12 October 2007
South African petrochemicals giant Sasol announced this week that it has sold a 20% stake in its mining subsidiary, valued at almost R1.9-billion, to a newly established company owned and run by two local women empowerment groups.
The transaction will see Ixia Coal, a joint venture by Women Investment Portfolio Holdings (Wiphold) and Mining Women Investments, acquire 20% of Sasol Mining through the issue of new shares.
Sasol said in a statement that the current transaction was the second phase of Sasol Mining’s broad-based black economic empowerment (BEE) strategy, which will result in 26% of Sasol Mining (calculated on attributable units of production) being owned by previously disadvantaged groups.
According to the company, this enables Sasol Mining to achieve compliance with the Mining Charter’s ownership requirements well ahead of the 2014 deadline.
Sasol executive director Benny Mokaba said the transaction not only achieves compliance with the Mining Charter, but also promotes the role of women in the mining industry.
“We want to create lasting empowerment by providing opportunities for our country’s women to enter and benefit from the traditionally male-dominated mining industry,” Mokaba said. “Our focus will be on developing relevant skills and building capacity among historically disadvantaged women.
“Our intention is to create a lasting legacy through skills development and capacity building in support of government’s socio-economic objectives.”
While initially being only an investor, Ixia Coal will eventually, with technical assistance and skills transfers from Sasol Mining, develop operational capacity enabling the company to operate its own coal mines.
“With sound business acumen and a strong empowerment track record, Wiphold will help us build Ixia Coal into a new, sustainable women’s empowerment company that over time will become involved in operating coal mines,” Sasol Mining managing director Hermann Wenhold said.
Wiphold, founded in 1994, is an investment and operating company owned and managed by black women, with interests in a range of industries. It is represented countrywide and has 1 200 direct women beneficiaries and, through non-governmental organisation shareholders, an estimated 200 000 women as indirect shareholders.

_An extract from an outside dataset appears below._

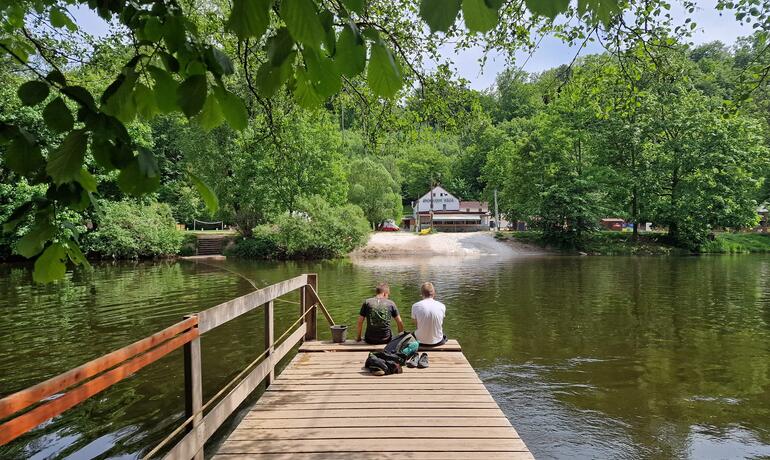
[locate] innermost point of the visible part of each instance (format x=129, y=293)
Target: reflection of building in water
x=449, y=214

Mining Women Investments, the new entrant, comprises thousands of rural black women who have not previously been beneficiaries of empowerment programmes. The group was created by Wiphold following a series of workshops held with women in the Free State, Mumalanga and Limpopo provinces, where Sasol Mining has operations and coal reserves.
Sasol Mining can further benefit if shareholders approve the 10% BEE transaction proposed by its parent, Sasol Limited. Upon approval, that transaction will be implemented in 2008 and will take Sasol Mining beyond compliance with the Mining Charter’s ownership requirements.
“The transaction has been concluded at fair value,” Sasol chief financial officer Christine Ramon said. “The facilitation cost to Sasol is anticipated to be commensurate with other BEE deals in the mining sector in South Africa and will only be finalised once third party funding arrangements are in place.”